For some reason, however, preachiness on paper offends the reader’s sensibilities. If you’re like me, you like to be given some credit as a reader and thinker. Even as a child, when I heard the story of the boy who cried wolf, I got it. I didn’t need someone saying, “So you see, Jerry, if you lie often enough, no one will take you seriously when you’re telling the truth.” That’s the beauty of morality tales; they make their own points.

Preachiness doesn’t need to be as obvious as stopping the story to say, “And so, dear reader, as you travel down life’s highway, remember… .” Sometimes obvious point-making comes when the writer of a first-person piece tries to shift gears without engaging the clutch and writes, “That was the day I learned that if that little girl could be so brave in the face of that kind of danger, I could certainly face the uncertainty of… .”

A rule of thumb? The Golden Rule. Put yourself in the skin of your reader. Read your piece to yourself and imagine how you’d feel at the end of it. Does the story or nonfiction article make its own point? Has the writer (in this case, you) added a sermonette to the end? When in doubt, cut it out.

7. Setting the scene

Because of the proliferation of all sorts of visual media these days, it’s more important than ever that novelists write with the eye in mind. Fortunately, just as in the days of radio, what can be produced in the theater of the mind (in our case, the reader’s mind) is infinitely more creative than what a filmmaker can put on the screen.

Be visual in your approach. People buy tickets to the movies or subscribe to cable channels hoping to see something they’ve never seen before. A good novel can provide the same, only—because of the theater of the mind—millions of readers can see your story a million different ways.

Although I’m encouraging you to be visual, I eschew too much description. I loved it when great potboiler writer John D. MacDonald described a character simply as “knuckly.” A purist might have demanded hair length and color; eye size, shape and color; height; weight; build; gait. Not me. “Knuckly” gave me all I needed to picture the man. And if I saw him thinner, taller, older than you did, so much the better. MacDonald offered a suggestion that allowed his readers to populate their own scenes.

I recall an editor asking me to expound on my “oily geek” computer techie in one of my books in the Left Behind series. I argued: (1) he was an orbital character, and while I didn’t want him to be a cliché from central casting, neither did I feel the need to give him more characteristics than he deserved; and (2) he was there to serve a purpose, not to take over the scene, and certainly not to take over the book.

The editor countered, “But the reader will want to see him, and you haven’t told us enough.
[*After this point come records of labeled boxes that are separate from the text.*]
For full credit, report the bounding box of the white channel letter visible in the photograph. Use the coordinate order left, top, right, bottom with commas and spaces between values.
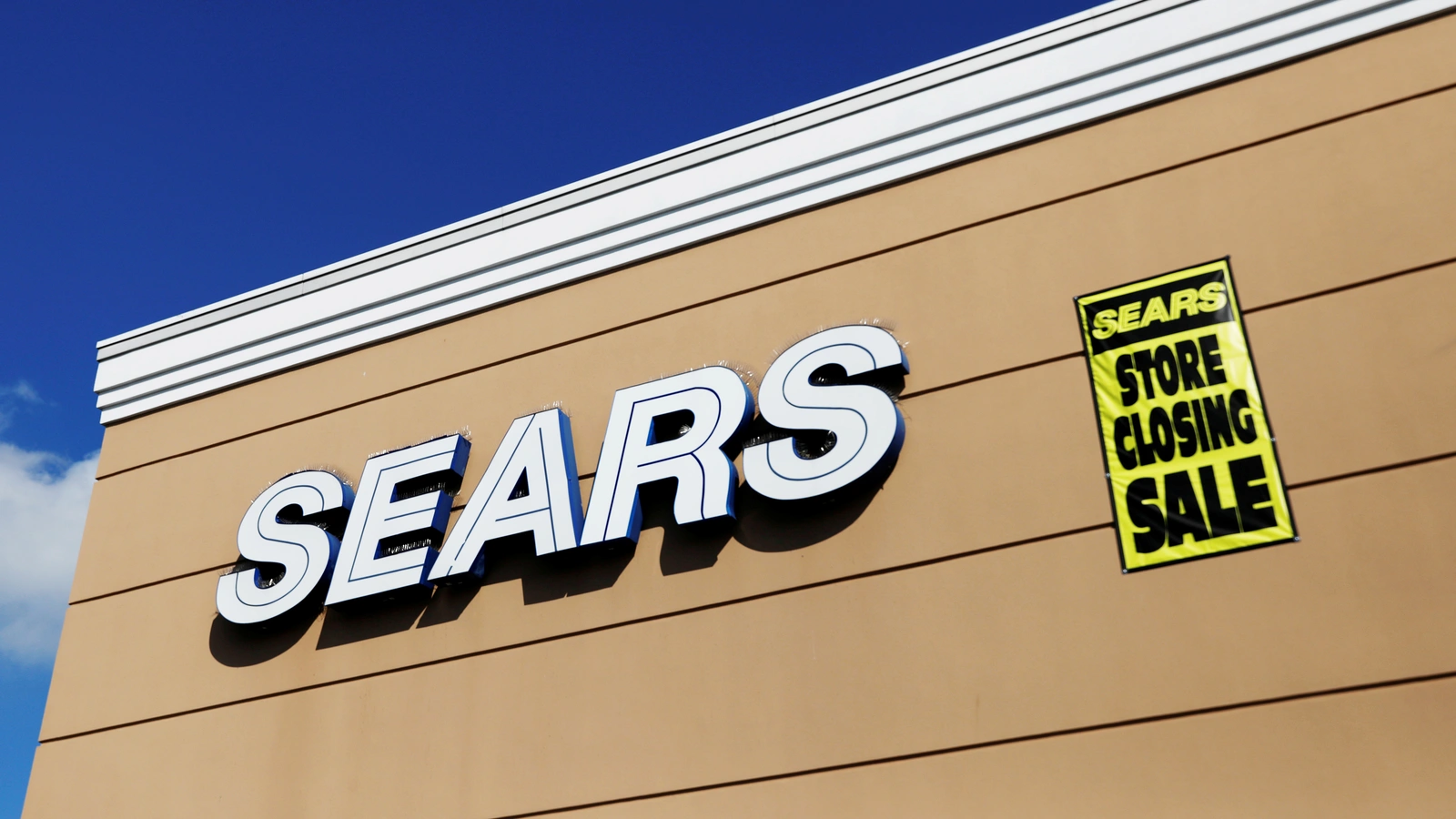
325, 436, 470, 606
217, 470, 354, 623
430, 410, 581, 580
743, 325, 910, 500
581, 368, 753, 545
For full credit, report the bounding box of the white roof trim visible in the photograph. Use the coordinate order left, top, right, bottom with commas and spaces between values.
96, 0, 1456, 424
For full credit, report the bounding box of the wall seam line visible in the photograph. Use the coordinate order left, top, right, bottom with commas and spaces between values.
477, 671, 1456, 819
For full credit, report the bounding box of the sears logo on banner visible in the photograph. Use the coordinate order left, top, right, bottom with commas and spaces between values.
217, 325, 910, 623
1076, 259, 1299, 571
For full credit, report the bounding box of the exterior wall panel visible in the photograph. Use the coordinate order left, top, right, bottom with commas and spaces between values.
71, 79, 1456, 601
42, 264, 1456, 737
87, 7, 1456, 475
25, 16, 1456, 819
29, 459, 1456, 819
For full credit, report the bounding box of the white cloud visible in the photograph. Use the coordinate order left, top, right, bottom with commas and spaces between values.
0, 443, 96, 664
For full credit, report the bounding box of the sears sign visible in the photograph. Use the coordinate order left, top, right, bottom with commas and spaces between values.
217, 325, 910, 623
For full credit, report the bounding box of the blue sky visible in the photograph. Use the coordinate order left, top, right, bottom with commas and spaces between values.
0, 0, 1094, 816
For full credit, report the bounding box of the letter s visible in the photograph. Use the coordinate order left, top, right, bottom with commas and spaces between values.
743, 325, 910, 500
217, 470, 354, 623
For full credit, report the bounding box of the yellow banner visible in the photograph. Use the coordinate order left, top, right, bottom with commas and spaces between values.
1076, 259, 1299, 571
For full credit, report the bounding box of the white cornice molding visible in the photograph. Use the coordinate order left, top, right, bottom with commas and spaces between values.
96, 0, 1456, 424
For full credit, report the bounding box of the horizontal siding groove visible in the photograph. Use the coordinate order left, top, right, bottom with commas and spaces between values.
70, 559, 234, 606
87, 76, 1456, 480
39, 451, 1456, 740
490, 671, 1456, 819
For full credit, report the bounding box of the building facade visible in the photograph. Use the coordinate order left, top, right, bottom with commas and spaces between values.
25, 0, 1456, 819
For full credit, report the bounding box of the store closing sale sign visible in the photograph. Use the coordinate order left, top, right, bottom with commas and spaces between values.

Like, I see him in his 20s, plump, pale, with longish, greasy hair and thick glasses.”

What could I say? “Eureka! You just proved my point! All I wrote was that he was an oily geek, and look what you brought to the table.” Every reader has his own personal vision of a computer techie, so why not let each mental creation have its 15 seconds of fame on the theater screen of the mind?

8. Coincidences

In real life, I love coincidences. I’m fascinated by them. In fiction, more than once in each novel is too many, and even the one has to be handled well. (In comedies, sure, coincidences are fun and expected. How many times in “Seinfeld” do the characters run into the same people they tangled with early in the story?)

Say you invent a yarn about two people who marry, come to hate each other and get divorced. Years pass, and each fails at yet another marriage. Available again, they run into each other thousands of miles from home at a bazaar in Turkey. Bizarre is more like it. People won’t buy it. If the couple reconnected at their high school reunion, that would be plausible, or if they both chickened out of that event at the same time and ran into each other at a fast food place nearby, that would be an interesting, more believable coincidence.

So you see, dear reader…oops. OK, I’m going to give you some credit for getting the point.